Devilish Chocolate Cake
- Ready In:
- 50mins
- Ingredients:
- 12
- Yields:
-
2 cakes
- Serves:
- 12-16
ingredients
- 1⁄2 cup agave nectar
- 1⁄2 cup unsweetened cocoa powder
- 1⁄2 cup buttermilk
- 1 cup cake flour, sift before measuring
- 1 cup whole wheat pastry flour, sift before measuring
- 1 teaspoon baking soda
- 1⁄2 teaspoon salt
- 1⁄2 cup buttermilk
- 1 teaspoon vanilla
- 8 tablespoons butter
- 1⁄2 cup agave nectar
- 2 large eggs
directions
- Preheat oven to 350 degrees. Grease and flour two 9" round pans, or line the bottoms with parchment.
- Whisk together 1/2 cup each of agave nectar, cocoa, and buttermilk. Set aside.
- Sift together the cake and whole wheat flours, baking soda, and salt. Set aside.

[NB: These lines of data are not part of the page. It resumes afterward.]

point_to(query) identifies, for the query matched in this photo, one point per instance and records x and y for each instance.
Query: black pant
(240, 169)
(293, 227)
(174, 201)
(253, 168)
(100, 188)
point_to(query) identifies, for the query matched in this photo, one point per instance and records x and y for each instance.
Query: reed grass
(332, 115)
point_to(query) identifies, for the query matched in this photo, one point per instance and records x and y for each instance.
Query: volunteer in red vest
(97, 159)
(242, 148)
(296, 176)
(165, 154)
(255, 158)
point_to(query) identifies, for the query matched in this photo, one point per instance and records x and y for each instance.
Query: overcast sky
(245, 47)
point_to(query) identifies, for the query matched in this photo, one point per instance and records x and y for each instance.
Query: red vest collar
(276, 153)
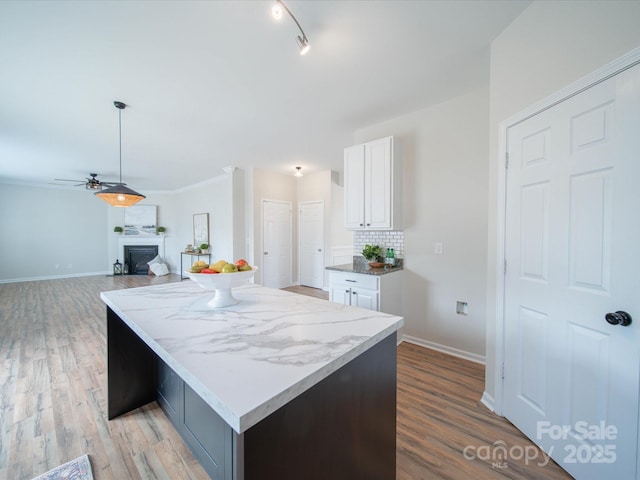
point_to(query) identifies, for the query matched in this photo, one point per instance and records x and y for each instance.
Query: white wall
(74, 227)
(45, 227)
(445, 162)
(550, 45)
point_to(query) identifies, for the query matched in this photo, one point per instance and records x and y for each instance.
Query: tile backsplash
(385, 239)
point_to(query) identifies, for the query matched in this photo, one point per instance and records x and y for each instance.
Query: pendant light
(120, 195)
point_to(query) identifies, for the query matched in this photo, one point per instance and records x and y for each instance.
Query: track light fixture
(277, 12)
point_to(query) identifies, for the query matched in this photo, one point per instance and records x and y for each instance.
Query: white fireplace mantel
(128, 240)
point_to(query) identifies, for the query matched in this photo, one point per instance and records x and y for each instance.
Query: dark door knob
(618, 318)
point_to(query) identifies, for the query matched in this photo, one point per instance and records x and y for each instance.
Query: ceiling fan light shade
(303, 43)
(120, 196)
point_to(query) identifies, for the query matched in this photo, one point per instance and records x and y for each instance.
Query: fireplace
(137, 256)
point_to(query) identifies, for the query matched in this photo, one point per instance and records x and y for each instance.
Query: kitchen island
(280, 386)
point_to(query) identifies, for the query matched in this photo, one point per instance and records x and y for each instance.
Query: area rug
(78, 469)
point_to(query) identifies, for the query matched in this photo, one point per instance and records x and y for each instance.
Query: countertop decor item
(371, 252)
(221, 284)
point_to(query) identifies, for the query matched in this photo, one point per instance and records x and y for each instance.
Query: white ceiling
(216, 83)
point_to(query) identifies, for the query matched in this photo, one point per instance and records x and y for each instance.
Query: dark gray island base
(342, 428)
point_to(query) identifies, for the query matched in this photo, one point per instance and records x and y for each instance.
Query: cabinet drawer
(355, 280)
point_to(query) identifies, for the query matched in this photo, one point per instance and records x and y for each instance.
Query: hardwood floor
(53, 399)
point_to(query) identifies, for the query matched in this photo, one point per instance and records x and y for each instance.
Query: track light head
(277, 11)
(303, 43)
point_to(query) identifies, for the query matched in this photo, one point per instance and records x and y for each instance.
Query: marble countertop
(248, 360)
(363, 268)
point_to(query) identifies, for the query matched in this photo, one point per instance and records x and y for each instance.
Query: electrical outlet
(461, 308)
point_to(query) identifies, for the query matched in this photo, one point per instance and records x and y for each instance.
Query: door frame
(263, 201)
(619, 65)
(324, 260)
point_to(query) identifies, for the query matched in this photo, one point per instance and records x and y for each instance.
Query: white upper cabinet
(373, 186)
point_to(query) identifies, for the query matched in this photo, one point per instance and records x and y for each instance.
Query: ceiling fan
(91, 183)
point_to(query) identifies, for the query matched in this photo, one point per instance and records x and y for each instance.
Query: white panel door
(571, 379)
(311, 240)
(276, 253)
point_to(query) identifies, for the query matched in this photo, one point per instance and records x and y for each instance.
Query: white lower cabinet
(381, 293)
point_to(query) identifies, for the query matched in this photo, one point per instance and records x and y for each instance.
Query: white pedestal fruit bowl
(222, 284)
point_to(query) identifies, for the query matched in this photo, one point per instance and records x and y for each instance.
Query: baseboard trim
(445, 349)
(55, 277)
(488, 401)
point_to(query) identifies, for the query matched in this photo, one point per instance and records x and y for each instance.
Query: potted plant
(371, 253)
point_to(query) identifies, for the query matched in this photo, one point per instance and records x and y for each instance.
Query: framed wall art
(140, 220)
(200, 229)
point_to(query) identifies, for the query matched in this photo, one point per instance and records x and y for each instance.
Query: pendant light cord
(120, 137)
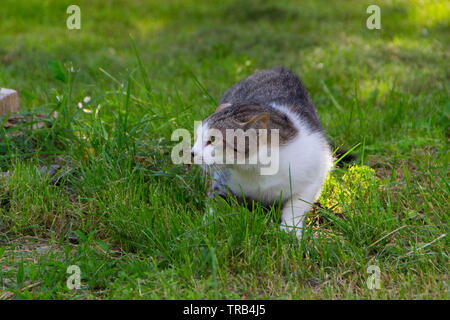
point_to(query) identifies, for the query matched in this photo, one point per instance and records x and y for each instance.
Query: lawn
(101, 104)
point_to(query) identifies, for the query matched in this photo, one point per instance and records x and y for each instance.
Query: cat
(274, 100)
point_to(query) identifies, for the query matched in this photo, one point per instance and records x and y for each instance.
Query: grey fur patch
(275, 86)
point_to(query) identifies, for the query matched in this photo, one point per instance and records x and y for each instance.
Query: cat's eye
(211, 140)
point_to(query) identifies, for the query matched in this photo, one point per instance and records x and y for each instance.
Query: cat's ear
(257, 121)
(223, 106)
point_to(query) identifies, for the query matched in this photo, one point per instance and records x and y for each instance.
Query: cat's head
(240, 133)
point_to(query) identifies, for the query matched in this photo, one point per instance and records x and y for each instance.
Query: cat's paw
(290, 229)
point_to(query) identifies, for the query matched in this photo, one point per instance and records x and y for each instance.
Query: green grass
(137, 218)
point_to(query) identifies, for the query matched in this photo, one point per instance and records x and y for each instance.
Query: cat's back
(277, 86)
(266, 86)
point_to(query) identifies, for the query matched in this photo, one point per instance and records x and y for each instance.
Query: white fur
(304, 164)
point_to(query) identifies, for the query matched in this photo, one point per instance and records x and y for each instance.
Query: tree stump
(9, 101)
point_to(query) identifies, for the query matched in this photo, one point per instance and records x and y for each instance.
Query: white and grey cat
(273, 99)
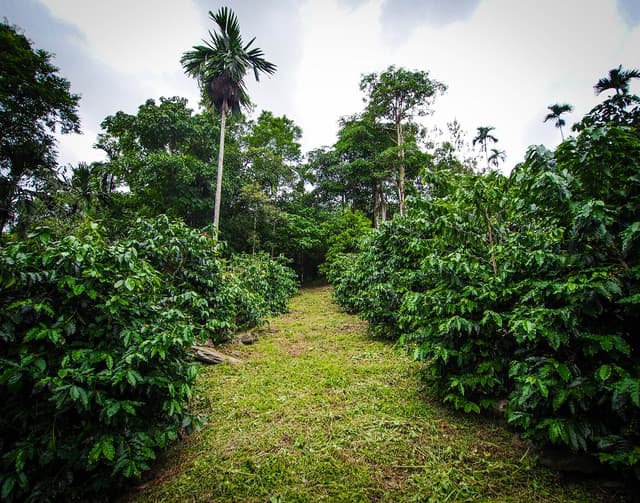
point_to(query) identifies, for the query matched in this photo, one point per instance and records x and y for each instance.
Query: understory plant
(523, 288)
(95, 337)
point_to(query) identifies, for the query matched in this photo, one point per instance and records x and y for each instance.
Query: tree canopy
(35, 102)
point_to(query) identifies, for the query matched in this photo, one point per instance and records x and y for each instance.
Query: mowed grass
(319, 411)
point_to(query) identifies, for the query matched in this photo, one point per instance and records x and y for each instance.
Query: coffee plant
(523, 288)
(95, 368)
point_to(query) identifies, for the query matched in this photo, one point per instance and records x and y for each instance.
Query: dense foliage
(35, 102)
(524, 287)
(95, 372)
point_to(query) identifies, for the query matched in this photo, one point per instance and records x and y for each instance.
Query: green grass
(319, 411)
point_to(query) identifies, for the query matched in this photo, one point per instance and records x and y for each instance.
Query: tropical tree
(555, 113)
(496, 157)
(35, 103)
(220, 66)
(618, 80)
(483, 137)
(397, 95)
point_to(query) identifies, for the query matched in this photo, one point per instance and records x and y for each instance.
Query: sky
(503, 61)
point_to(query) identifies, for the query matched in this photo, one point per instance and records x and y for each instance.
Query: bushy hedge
(525, 287)
(95, 372)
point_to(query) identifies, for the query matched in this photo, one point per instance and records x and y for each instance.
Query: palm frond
(221, 64)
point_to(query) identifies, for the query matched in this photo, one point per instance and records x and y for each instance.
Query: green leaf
(7, 487)
(108, 449)
(604, 372)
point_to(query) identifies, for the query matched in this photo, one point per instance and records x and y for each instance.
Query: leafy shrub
(526, 287)
(195, 277)
(94, 374)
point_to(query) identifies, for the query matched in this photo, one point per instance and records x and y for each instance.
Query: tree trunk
(401, 170)
(494, 264)
(376, 207)
(209, 355)
(486, 154)
(216, 210)
(383, 205)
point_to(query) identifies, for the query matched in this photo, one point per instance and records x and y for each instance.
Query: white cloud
(504, 63)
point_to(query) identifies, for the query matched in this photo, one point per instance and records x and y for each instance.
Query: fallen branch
(210, 356)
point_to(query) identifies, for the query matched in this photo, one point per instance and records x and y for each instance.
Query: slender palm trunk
(216, 210)
(486, 153)
(494, 264)
(401, 173)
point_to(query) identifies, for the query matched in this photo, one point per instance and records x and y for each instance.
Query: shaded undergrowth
(319, 411)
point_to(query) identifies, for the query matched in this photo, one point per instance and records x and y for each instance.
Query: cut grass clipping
(319, 411)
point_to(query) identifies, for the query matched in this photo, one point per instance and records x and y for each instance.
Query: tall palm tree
(497, 156)
(555, 113)
(220, 67)
(618, 79)
(484, 135)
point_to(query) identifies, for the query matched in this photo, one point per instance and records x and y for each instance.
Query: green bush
(524, 287)
(94, 374)
(95, 369)
(269, 282)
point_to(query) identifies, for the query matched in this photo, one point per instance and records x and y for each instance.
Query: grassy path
(321, 412)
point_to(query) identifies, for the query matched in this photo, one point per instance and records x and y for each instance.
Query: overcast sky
(504, 61)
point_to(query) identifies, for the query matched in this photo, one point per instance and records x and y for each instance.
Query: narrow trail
(319, 411)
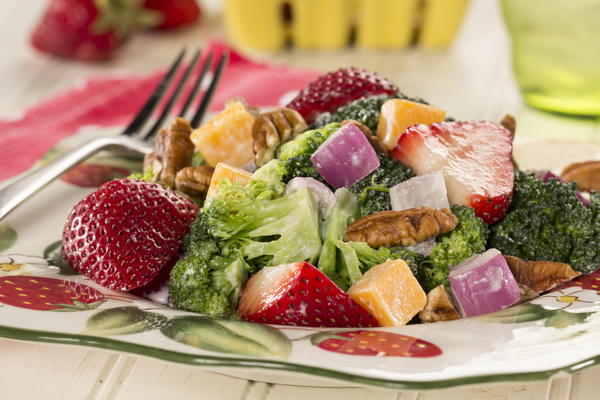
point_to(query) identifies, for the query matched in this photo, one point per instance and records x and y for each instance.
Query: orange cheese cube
(227, 137)
(390, 292)
(397, 115)
(232, 174)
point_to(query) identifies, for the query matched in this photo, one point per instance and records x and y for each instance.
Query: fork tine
(199, 78)
(146, 111)
(210, 91)
(167, 108)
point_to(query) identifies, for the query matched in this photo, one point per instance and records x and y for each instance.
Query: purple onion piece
(345, 157)
(483, 284)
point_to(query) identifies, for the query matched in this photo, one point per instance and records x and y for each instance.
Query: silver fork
(133, 138)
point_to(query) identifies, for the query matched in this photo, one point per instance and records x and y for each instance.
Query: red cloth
(112, 101)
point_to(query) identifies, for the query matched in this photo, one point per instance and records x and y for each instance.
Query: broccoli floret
(267, 229)
(205, 281)
(546, 221)
(468, 238)
(365, 110)
(306, 143)
(373, 190)
(301, 166)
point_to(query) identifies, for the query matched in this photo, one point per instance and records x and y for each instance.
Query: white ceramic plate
(40, 302)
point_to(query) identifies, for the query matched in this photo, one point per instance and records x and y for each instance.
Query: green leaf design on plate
(522, 313)
(8, 236)
(123, 321)
(226, 336)
(563, 319)
(52, 254)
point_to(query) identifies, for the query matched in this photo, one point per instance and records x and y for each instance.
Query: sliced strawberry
(174, 13)
(299, 294)
(335, 89)
(124, 233)
(474, 157)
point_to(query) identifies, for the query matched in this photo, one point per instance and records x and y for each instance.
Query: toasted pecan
(439, 307)
(173, 151)
(194, 181)
(585, 174)
(406, 227)
(540, 276)
(272, 129)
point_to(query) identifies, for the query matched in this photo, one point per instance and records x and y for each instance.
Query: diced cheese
(224, 171)
(390, 292)
(398, 114)
(227, 137)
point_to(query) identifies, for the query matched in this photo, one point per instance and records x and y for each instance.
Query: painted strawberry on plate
(48, 294)
(374, 343)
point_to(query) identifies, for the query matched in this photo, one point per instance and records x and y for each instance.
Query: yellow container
(328, 24)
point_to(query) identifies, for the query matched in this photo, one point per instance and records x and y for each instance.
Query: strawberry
(474, 157)
(87, 29)
(335, 89)
(48, 294)
(299, 294)
(174, 13)
(125, 232)
(374, 343)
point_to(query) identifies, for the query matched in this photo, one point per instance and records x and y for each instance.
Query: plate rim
(202, 360)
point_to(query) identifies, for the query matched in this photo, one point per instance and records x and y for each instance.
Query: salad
(353, 206)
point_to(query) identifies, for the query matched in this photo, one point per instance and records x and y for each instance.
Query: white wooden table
(471, 80)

- Mix vanilla and remaining buttermilk together. Set aside.
- In a large mixing bowl, cream the butter. Gradually add the remaining 1/2 cup agave nectar, then beat at high speed until fairly well incorporated. (This took about three minutes in my stand mixer.).
- Add the eggs, one at a time, to the butter/nectar mixture.
- Slowly beat in the cocoa mixture.
- At low speed, add the flour mixture and the buttermilk mixture alternately. This can be done by hand as well with a rubber scraper.
- Scrape the batter into prepared pans and spread evenly.
- Bake 30-35 minutes, until a toothpick poked in the middle of the cake comes out clean. Let cakes cool in the pan for 10 minutes, then remove the cakes from pans to cool completely on a rack.